Abb.1 Höchstflexibler, transparenter und leitfähiger 2D-Graphenkristall


Abb.2 Energie-/Impulsdiagramm von 2D-Graphen

Einsatzgebiete

In der Luft- und Raumfahrtindustrie ist die Integration von Graphen in Komposi­tionswerkstoffe aus kohlefaserverstärktem Kunststoff momentan ein zentraler Forschungsgegenstand. Adressiert werden Ziele wie Gewichtsreduktion (Treibstoffverbrauch), Tragflächensteifigkeit (Verwirbelungen) und elektrische Leitfähigkeit (Enteisung/Blitzableiter). Die Kompatibilität von Graphen zu aktuellen Halbleitertechno­logien eröffnet die Möglichkeit der Integration in Siliziumbauelemente. Es wurde ­bereits die Integration erster Graphen-Feldeffekt-Transistoren (GFETs) als Hochfrequenzempfänger (4,3GHz) in einem Siliziumschaltkreis als Frequenzverdoppler und als Mixer demonstriert. Graphen nutzt trotz seiner geringen Dicke eine sehr hohen Anteil optisch einfallender Strahlung (Absorption 2,3%, Reflektion 0,1%) und eignet sich demnach als lichtaktives Material in Solarzellen/Photosensoren. Dioden aus Graphen-Metallübergängen [5,6] auf SiO2 (vgl. Abb.3) und Graphen-Halbleiterübergängen liefern Empfindlichkeiten im Bereich einiger mAW–1. Siliziumdioden (Dicke einige 100µm) erreichen üblicherweise etwa 0,6A/W, sind nicht biegsam und deren Bandbreite ist auf 1100nm begrenzt. Trotz fehlender Band­lücke wurde in Graphen jüngst Lumineszenz gemessen, die auch durch chemische/physikalische Materialbehandlungen erzeugt werden kann. Mithin schützt Graphen metallische Oberflächen in hohem Maße vor Korrosion [7].

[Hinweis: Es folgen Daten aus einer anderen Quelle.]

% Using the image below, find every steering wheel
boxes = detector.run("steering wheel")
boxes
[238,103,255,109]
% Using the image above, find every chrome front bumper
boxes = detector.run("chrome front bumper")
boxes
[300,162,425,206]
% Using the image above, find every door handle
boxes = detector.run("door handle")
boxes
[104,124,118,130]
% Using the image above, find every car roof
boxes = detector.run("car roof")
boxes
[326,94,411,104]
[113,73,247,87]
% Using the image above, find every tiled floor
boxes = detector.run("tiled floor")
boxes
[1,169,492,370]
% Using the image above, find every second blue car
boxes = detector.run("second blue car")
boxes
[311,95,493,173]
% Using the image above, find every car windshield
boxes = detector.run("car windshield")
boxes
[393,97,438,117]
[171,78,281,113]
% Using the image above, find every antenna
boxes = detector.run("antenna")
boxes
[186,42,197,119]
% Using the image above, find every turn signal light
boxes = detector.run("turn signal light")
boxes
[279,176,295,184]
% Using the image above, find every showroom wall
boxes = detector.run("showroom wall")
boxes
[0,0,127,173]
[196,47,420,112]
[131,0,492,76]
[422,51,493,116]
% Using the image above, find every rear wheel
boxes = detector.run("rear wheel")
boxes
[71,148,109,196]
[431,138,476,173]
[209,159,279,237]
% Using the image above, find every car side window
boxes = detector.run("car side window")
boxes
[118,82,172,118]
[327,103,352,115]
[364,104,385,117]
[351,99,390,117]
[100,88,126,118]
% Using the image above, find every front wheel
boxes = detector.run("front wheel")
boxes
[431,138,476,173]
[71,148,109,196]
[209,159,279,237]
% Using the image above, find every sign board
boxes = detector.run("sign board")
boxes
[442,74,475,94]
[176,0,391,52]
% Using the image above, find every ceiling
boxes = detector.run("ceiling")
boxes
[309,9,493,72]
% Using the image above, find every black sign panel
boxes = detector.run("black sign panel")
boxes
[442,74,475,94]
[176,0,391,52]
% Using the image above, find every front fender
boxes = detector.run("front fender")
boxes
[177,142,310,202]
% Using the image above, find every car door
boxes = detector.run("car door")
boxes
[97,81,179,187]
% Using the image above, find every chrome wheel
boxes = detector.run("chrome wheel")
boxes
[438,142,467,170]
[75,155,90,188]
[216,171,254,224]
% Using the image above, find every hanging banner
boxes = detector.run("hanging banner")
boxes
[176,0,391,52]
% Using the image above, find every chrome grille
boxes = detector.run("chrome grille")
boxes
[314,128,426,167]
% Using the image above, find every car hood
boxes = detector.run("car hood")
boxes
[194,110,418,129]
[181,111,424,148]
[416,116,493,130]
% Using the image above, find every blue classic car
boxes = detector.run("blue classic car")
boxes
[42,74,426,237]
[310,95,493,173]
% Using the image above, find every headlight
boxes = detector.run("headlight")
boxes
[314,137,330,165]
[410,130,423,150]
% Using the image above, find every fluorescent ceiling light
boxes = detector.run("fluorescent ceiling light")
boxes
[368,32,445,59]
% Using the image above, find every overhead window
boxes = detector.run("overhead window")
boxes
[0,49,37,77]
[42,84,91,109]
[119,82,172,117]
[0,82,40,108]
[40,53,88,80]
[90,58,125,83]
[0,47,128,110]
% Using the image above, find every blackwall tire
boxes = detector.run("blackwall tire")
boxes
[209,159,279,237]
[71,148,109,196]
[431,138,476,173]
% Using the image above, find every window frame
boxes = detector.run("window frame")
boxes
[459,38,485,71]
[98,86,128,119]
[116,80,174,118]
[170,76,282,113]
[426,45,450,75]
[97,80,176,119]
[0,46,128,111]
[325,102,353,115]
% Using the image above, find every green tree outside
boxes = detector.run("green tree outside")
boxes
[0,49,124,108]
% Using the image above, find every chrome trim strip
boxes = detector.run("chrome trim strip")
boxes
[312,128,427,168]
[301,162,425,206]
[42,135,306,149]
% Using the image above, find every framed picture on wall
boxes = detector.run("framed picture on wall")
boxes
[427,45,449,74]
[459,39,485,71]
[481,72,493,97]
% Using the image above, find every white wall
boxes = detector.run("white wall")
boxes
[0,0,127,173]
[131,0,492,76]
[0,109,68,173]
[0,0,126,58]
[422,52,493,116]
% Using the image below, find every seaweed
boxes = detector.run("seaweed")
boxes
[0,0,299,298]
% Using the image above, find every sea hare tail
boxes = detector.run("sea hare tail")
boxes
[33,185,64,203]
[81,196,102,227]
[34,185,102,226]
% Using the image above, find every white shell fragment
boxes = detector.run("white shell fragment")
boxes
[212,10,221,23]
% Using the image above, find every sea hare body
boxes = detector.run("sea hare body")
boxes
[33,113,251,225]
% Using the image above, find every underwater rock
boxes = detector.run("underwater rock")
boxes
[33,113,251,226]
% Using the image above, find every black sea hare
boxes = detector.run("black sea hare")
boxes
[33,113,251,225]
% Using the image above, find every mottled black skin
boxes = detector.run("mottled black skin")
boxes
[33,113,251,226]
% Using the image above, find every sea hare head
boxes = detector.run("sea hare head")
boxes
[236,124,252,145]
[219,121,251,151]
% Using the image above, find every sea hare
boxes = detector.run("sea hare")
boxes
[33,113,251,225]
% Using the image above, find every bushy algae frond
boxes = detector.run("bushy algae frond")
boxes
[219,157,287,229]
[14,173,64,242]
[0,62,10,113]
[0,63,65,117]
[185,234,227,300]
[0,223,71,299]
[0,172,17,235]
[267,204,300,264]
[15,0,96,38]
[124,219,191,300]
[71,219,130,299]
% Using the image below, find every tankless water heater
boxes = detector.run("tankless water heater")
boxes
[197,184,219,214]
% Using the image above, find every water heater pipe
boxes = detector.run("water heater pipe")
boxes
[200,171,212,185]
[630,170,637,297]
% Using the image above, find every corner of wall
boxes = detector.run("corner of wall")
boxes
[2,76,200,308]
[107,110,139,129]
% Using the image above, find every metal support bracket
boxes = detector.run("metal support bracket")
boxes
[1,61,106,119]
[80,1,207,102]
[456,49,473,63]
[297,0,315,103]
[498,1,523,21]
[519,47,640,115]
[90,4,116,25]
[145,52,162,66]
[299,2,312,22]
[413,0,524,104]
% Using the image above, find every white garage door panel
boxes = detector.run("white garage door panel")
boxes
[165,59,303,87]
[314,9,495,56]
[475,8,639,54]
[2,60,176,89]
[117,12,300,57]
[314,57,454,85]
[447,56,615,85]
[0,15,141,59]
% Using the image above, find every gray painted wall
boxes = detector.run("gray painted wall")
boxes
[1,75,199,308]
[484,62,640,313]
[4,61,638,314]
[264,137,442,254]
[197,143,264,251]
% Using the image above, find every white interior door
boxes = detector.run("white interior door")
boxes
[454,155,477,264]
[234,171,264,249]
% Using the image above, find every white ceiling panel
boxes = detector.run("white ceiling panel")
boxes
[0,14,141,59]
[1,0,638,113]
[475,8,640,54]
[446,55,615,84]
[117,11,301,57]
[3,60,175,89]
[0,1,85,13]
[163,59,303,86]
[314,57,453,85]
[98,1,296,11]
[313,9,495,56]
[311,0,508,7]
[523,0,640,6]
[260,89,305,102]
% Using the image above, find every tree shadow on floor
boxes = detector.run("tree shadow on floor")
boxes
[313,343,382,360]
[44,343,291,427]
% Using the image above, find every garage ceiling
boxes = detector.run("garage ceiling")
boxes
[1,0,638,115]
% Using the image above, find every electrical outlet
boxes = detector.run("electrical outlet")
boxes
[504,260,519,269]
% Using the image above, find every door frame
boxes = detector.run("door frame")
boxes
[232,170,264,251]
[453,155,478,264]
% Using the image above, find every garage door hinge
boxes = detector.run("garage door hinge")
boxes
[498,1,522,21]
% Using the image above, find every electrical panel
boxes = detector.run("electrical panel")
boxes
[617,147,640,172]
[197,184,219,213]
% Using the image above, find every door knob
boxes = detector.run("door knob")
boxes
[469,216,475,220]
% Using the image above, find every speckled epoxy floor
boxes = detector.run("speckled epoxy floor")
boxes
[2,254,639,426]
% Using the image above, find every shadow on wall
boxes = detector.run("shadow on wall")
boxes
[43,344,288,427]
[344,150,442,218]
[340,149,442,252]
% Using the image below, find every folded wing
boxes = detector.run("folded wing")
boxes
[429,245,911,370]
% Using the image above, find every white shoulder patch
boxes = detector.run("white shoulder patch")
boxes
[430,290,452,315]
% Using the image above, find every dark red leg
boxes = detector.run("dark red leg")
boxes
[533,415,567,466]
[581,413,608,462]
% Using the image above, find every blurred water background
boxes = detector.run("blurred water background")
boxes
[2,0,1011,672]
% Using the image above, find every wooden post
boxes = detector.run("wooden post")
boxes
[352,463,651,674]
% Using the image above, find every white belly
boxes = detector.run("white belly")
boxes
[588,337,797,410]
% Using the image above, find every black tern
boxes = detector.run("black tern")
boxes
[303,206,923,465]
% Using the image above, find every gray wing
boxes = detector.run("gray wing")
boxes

Abb.3 Photosensor bestehend aus Graphen

Transparente Elektroden

Solarzellen, LEDs, Displays oder Touch Screens benötigen Elektroden, die erstens eine hohe Transparenz T und zweitens ­einen kleinen Schichtwiderstand Rs aufweisen. Solche Elektroden werden i.d.R. aus halbleiterbasierten, transparent leitfähigen Oxiden (TCOs) wie dotiertem Indiumoxid, Zinkoxid oder Zinnoxid hergestellt. Das gängigste TCO ist Indiumzinnoxid (ITO) mit T=80% (bei 550 nm) und Rs=10 omega/ auf Glas. ITO ist in nahezu jedem Handy als transparentes Displaymaterial zu finden, ­jedoch ist es durch seinen hohen Indiumgehalt teuer. ITO ist spröde und für flexible Anwendungen ungeeignet. Alternativen zur Herstellung flexibler, kostengünstiger Elektroden sind Kohlenstoffnanoröhren (CNT) und Graphen. Graphen besitzt eine breitbandigere Transparenz als einwandige CNTs, metallische Filme und ITO. Für flexible, transparente Elektroden eignet sich das leitfähige Polymer PEDOT:PSS (4-Lagen: Rs=46 omega/, T=82%) wobei die geringe Temperaturstabilität (Siedepunkt=100°C) einen großen Nachteil bietet. Der Schmelzpunkt von Graphen wurde zum Vergleich zu 4627°C extrapoliert26. Mehrlagen-Graphen erzielt Beweglichkeiten bis 20.000cm2Vs-1 und Rs-Werte von ITO bei identischer und höherer Transparenz. Jüngst wurde mittels Dotierung 4-Lagen Graphen hergestellt das mit Rs=40 omega/ und T>90% [8] den „minimum industrial standard” von ITO unterbieten konnte.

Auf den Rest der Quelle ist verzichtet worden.